Discovery Education Experience
With award-winning, standards-aligned content and resources, Discovery Education Experience helps students build background knowledge that strengthens reading comprehension and fluency, while also developing academic vocabulary. The Ready-to-Use resources provide students of all grades with a variety of visual, auditory, and interactive resources to practice reading and analysis skills, as well as build background knowledge, with a variety of digital media.
Also found in Experience, are Sesame Learning channels, Letter Time and Sounds and Letters, which attend to the foundational skills every emergent (PreK/K) and early (K-2) reader needs to develop along their journey of becoming avid, proficient readers, writers, and communicators. We began with alphabetic awareness and recognition (Letter Time) and then focused on helping early readers develop an understanding of the sounds of speech and how these sounds relate to letters and letter patterns (Sounds and Letters).
Secondary students need to build and practice fluency, comprehension, and vocabulary. Science of Reading requires direct instruction and independent practice on these skills, and personalized reading intervention programs like DreamBox Reading Plus offer support to secondary students by assessing students’ current reading ability and offering individualized instruction to close the reading achievement gap for all students.
To support the development of comprehension skills, Reading Plus offers personalized scaffolding to build independent reading skills. The Reading Plus program automatically customizes lesson features including content level (based on an initial assessment), reading rate, opportunities to reread texts, and questions interspersed throughout each lesson. The program also allows students to self-select reading texts that further build content knowledge and vocabulary while individualized choice increases student engagement.
The vocabulary component in Reading Plus teaches students a research-based compilation of highly valuable, cross-curriculum, general academic vocabulary. Students master words through activities such as matching a vocabulary word with its synonym, selecting sentences where it is used properly, and completing sentences with members of its word family.
Reading is a cross-curricular skill, so students need opportunities to build their literacy skills in all content areas! Finding places in existing Science, Social Studies, or Math curriculum where students can practice active reading will help non-reading teachers feel prepared to offer their students opportunities to strengthen their literacy skills.
Collaboration with other teachers is a great way to open the doors between reading and non-reading classes.
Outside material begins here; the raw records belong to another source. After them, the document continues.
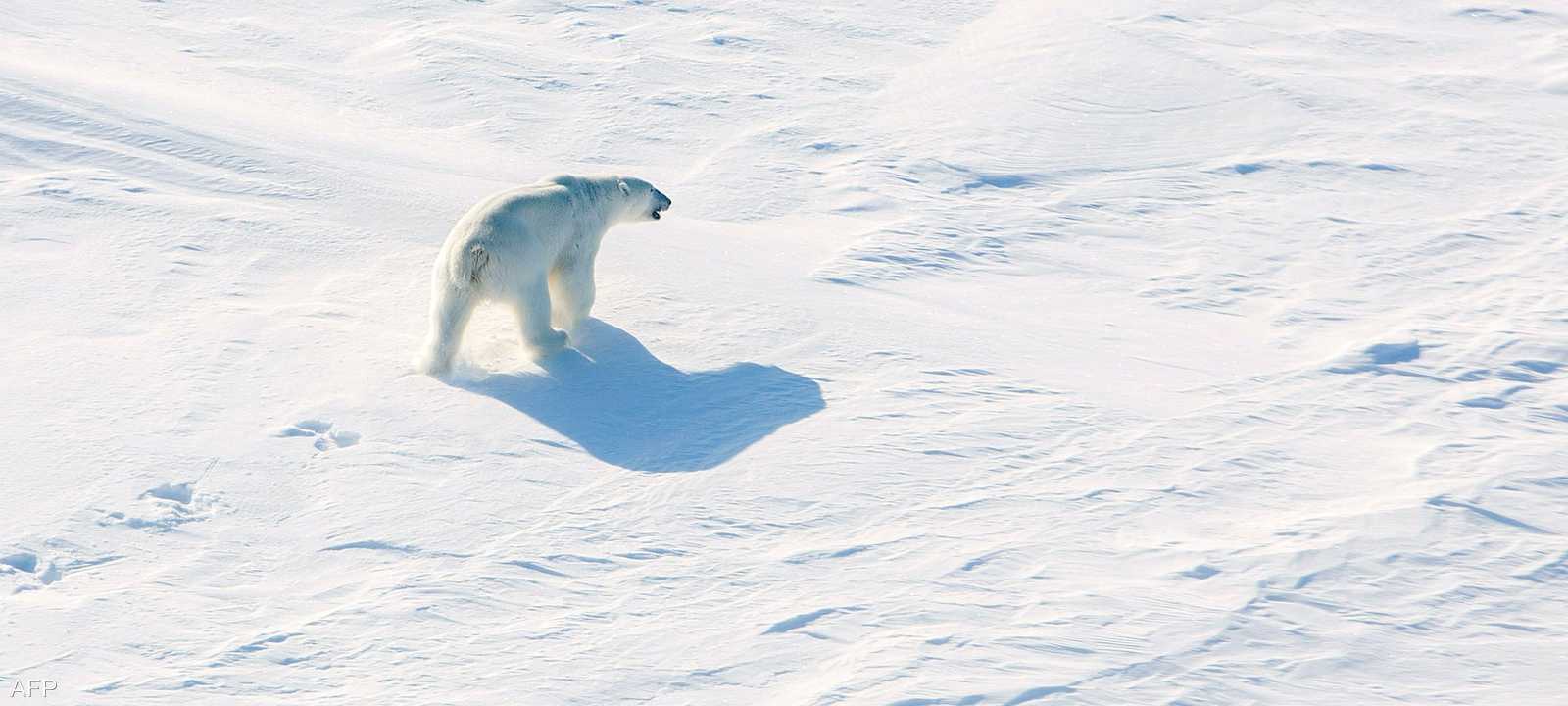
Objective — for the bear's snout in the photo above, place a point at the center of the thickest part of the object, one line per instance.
(661, 203)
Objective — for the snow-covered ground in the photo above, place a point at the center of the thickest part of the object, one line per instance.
(993, 353)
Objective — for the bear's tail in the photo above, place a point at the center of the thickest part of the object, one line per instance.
(467, 267)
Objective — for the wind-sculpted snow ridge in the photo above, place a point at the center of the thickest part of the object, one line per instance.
(995, 353)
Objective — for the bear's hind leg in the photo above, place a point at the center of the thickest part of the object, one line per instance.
(571, 289)
(533, 319)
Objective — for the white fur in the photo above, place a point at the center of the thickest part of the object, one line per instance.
(532, 248)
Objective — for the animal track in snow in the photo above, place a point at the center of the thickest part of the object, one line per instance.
(28, 564)
(321, 430)
(165, 509)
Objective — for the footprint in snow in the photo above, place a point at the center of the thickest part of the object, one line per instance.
(164, 509)
(321, 431)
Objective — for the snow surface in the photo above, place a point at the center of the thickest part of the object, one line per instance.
(1018, 353)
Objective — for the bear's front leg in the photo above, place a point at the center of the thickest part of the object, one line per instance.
(571, 289)
(533, 319)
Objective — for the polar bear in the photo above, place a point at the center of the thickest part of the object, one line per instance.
(532, 248)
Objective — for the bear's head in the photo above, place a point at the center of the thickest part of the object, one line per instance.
(642, 201)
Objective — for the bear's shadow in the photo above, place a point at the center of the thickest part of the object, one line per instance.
(627, 408)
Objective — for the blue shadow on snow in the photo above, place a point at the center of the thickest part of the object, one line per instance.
(632, 410)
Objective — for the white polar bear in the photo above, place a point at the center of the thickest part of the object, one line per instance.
(533, 248)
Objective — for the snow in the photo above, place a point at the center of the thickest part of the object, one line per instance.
(993, 353)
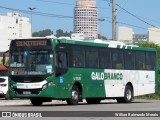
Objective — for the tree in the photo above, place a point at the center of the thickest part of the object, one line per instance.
(60, 33)
(42, 33)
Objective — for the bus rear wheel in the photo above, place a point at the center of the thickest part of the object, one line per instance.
(36, 102)
(75, 94)
(128, 95)
(93, 100)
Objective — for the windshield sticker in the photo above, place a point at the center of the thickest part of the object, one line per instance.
(25, 53)
(61, 79)
(51, 56)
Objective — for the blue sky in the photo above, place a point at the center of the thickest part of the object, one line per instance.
(147, 10)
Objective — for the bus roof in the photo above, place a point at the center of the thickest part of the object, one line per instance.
(105, 43)
(2, 67)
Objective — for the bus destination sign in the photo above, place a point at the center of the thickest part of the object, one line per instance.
(32, 43)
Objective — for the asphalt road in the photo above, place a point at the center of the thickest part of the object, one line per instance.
(108, 109)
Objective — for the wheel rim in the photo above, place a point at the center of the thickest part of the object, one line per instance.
(128, 94)
(75, 95)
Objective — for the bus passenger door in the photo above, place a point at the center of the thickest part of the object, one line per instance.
(61, 63)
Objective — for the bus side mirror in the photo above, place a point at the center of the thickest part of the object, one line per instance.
(5, 60)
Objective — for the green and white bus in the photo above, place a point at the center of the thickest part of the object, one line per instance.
(43, 69)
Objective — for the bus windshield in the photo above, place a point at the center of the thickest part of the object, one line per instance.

Allowing time for teachers to plan cross-curricular units can help make lessons that build meaningful vocabulary and background knowledge that can be applied in other lessons.
Teachers need support to accommodate content and lessons to match their students’ needs, whether that be through a variety of text levels, unique modalities and supports for the reading process, or ways for students to explore words they are unfamiliar with.
During independent practice time, educators can have students work in DreamBox Reading programs, so they can receive personalized reading support and intervention in real time, regardless of their reading level. DreamBox programs measure students’ current reading ability, offer individualized instruction, and close the reading achievement gap for all students. With adaptive, engaging resources, DreamBox Reading Plus addresses silent reading fluency and measures motivation, helping students become proficient, lifelong readers.
Educators can also integrate teaching strategies that meet students’ needs during small-group instruction.